歪められる正義

◇◇◇◇



 妖狐メイとブレイジャーズが向かい合う。


「お前は僕たちが絶対許さない!」


「ほぅ、お前さんたちがわちきを止めてくれるんか?」


 心地よい風はピタリと止む。


 無風のさなか、昼間で太陽は出ているのに一気に薄暗くなる。気温が下がり、道に落ちている沢山の影が地面を伝い、妖狐メイに集まっていく。


「行きは良い良い帰りは怖い。その若さが恨めしい」


 メイは笑う顔を引っ込めて、残念そうに惜しむように眉を落とした。



三尾さんびほう 神隠かみかくし』



 ブレイジャーズの背後の影が迫り上がる。


 そして津波のように影がブレイジャーズを飲み込んだ。




 その瞬間に理解した。ブレイレッドは相手にしたらいけない敵を、相手にしていた事に。



 ブレイレッド以外のブレイジャーズの気配が消えた。


 ブレイレッドの息が、途端に激しくなる。


「はぁ、はぁ、はぁ、はぁはぁはぁはぁはぁはぁ」


 ブレイレッドは目を妖狐メイから離すことは出来ない。左右を見てはいけない気がしたからだ。


「達也いるか!」


 声がしない。


「ッ! 美希!」


 達也も美希も反応がない。


「ウェル!!!」


 精一杯の大きな声でウェルを呼ぶ、だが声が返ってくる事はない。そして……。



「紅葉」


 消え入りそうな声で紅葉と呼んで、ブレイイエローが居た右側に恐る恐る視線を向ける。
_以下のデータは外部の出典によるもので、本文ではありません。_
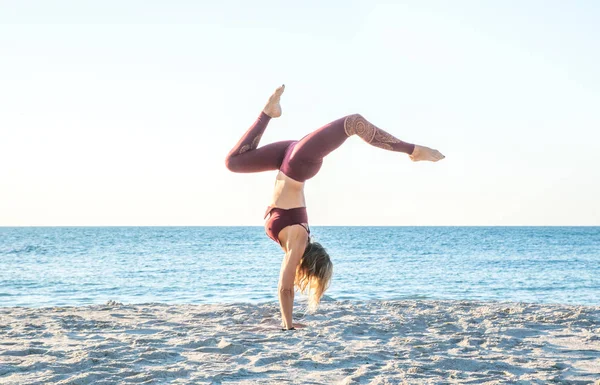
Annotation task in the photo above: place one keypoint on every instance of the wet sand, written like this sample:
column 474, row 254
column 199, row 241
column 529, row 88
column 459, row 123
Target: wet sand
column 344, row 342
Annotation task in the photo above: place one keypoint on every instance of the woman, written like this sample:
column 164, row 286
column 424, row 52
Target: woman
column 306, row 264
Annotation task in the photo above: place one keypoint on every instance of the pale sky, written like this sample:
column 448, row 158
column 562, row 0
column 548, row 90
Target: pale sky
column 122, row 112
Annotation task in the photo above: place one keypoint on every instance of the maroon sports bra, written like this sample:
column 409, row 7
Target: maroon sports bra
column 282, row 218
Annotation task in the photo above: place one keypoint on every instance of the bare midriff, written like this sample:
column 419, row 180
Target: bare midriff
column 288, row 193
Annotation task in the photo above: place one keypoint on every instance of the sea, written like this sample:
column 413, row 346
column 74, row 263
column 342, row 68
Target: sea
column 75, row 266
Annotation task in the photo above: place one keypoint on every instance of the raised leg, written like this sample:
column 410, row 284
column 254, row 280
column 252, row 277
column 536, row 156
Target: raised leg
column 246, row 156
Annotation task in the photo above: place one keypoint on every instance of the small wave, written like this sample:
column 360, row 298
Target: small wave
column 29, row 249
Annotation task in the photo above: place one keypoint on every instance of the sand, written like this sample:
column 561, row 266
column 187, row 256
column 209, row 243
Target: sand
column 345, row 342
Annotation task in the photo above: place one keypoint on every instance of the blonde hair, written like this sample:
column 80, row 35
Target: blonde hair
column 314, row 273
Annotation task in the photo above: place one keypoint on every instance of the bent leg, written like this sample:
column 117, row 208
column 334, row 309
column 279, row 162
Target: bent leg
column 245, row 157
column 266, row 158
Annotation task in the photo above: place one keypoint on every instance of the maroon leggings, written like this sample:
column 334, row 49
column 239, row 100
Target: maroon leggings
column 301, row 160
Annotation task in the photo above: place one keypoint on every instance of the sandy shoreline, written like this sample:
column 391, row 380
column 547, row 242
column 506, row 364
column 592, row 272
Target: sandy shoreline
column 346, row 342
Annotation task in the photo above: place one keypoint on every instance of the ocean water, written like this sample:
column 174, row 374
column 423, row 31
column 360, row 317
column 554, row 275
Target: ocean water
column 50, row 266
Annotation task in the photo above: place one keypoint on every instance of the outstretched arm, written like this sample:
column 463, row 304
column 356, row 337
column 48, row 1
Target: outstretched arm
column 294, row 239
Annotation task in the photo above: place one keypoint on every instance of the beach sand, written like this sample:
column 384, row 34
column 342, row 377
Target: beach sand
column 345, row 342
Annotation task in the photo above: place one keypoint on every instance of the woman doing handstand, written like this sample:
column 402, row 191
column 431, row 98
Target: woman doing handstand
column 306, row 265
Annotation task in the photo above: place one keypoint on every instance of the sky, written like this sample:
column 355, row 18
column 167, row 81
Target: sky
column 122, row 112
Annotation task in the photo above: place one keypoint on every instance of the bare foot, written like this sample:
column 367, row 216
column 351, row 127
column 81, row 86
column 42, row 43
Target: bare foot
column 425, row 153
column 273, row 108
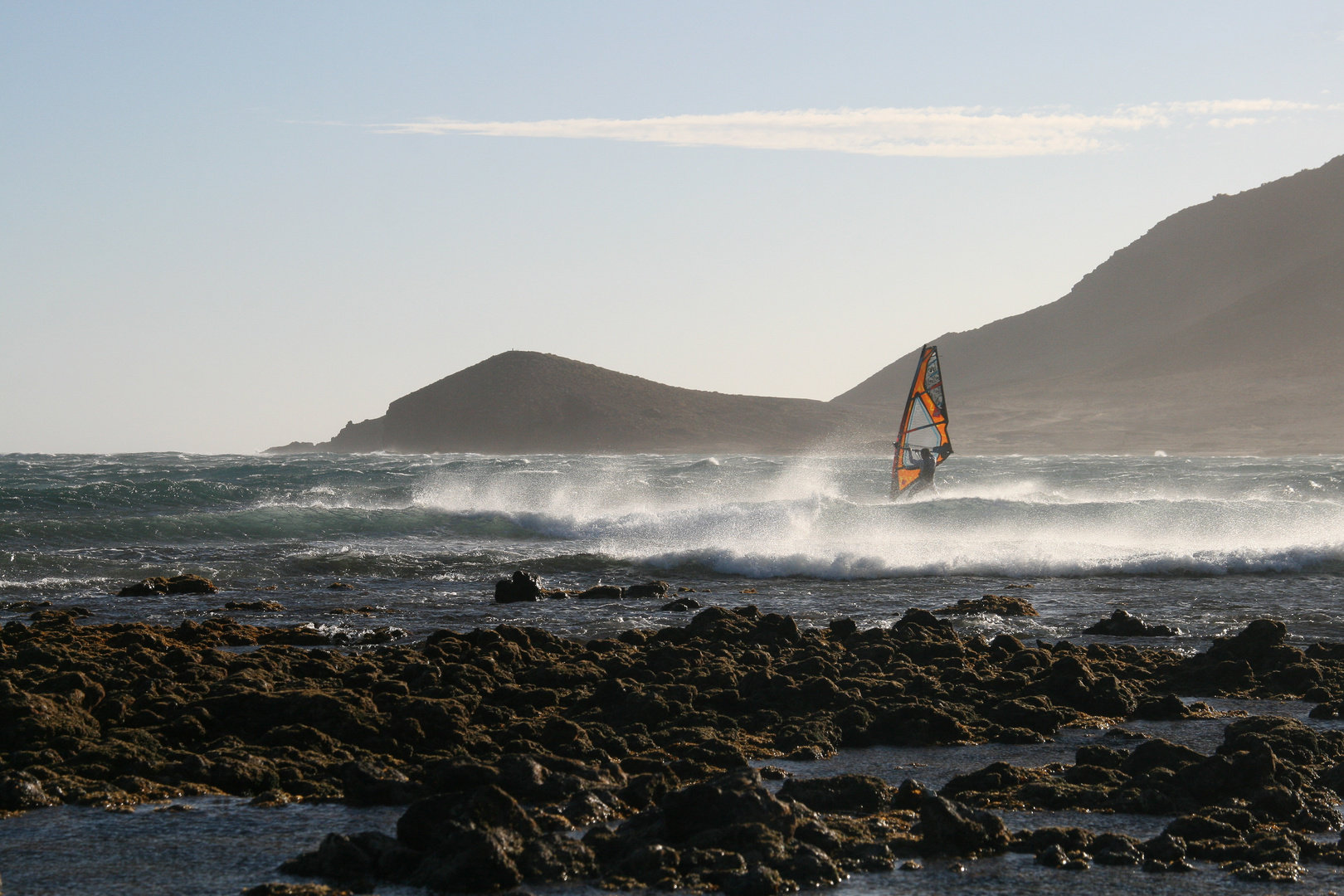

 構えていた長剣がダラりと垂れる理由としては、それだけで十分だった。



「さっきまでの威勢はどうしたんや」


「……」


 妖狐メイは声が返ってこない事に落胆すると、ブレイレッドに足を向け歩き出す。カラン、カランと軽い下駄の音が鳴り響く。


 四つの影が地面を伝い、妖狐メイの元に集まっていく。その伝う影をブレイレッドは力ない左手で追う。



 カラン、カラン、カラン、カランと、ブレイレッドの目の前まで来た妖狐メイは、左手を前に突き出し、ブレイレッドに見せつける。そして握っていた拳を解くと、四つの指輪が地面に落ちた。


 その指輪は地面に当たると、ピンッ! と弾んで、バラバラの方向に散らばった。


「あぁ、ああ」


 ブレイレッドは気の抜けたような声を出し、地面に膝を着いて、とろい動きで指輪を集め出した。


 妖狐メイはブレイレッドの横を通ると、ブレイレッドの肩に手を置く。


 ブレイレッドの動きがピタリと止まった。


「正義が必ず勝つ。それは勝ったもんが正義やからや。今回はわちきが勝った。わちきが正義やったんや」


「……違う。お前は悪だ」


 ブレイレッドの返事で妖狐メイの眉が跳ねる。


「そうか……帰りは用心して帰るんやで、次会った時が楽しみやな」


 妖狐メイはブレイレッドの横を通り過ぎる。


 カラン、カラン。カラン、カラン。と、数歩の音を残して、妖狐メイは暗い空気を持ち去って消えた。



 妖狐メイのプレッシャーが抜けたブレイレッドは変身を解いた。暖かな日差しの中で瞬は、四つの指輪を両手で持ち、胸にうずめ、天を仰ぐ。


「なんで、なんで、くっ! はッ! はぁ、ああ、あぁぁぁぁぁあああああああ!!! あああぁぁぁあああぁあぁあああ!!!」


 瞬以外は誰一人もいない、その場所で。瞬はやるせない想いで大声を出し、大粒の涙が溢れた。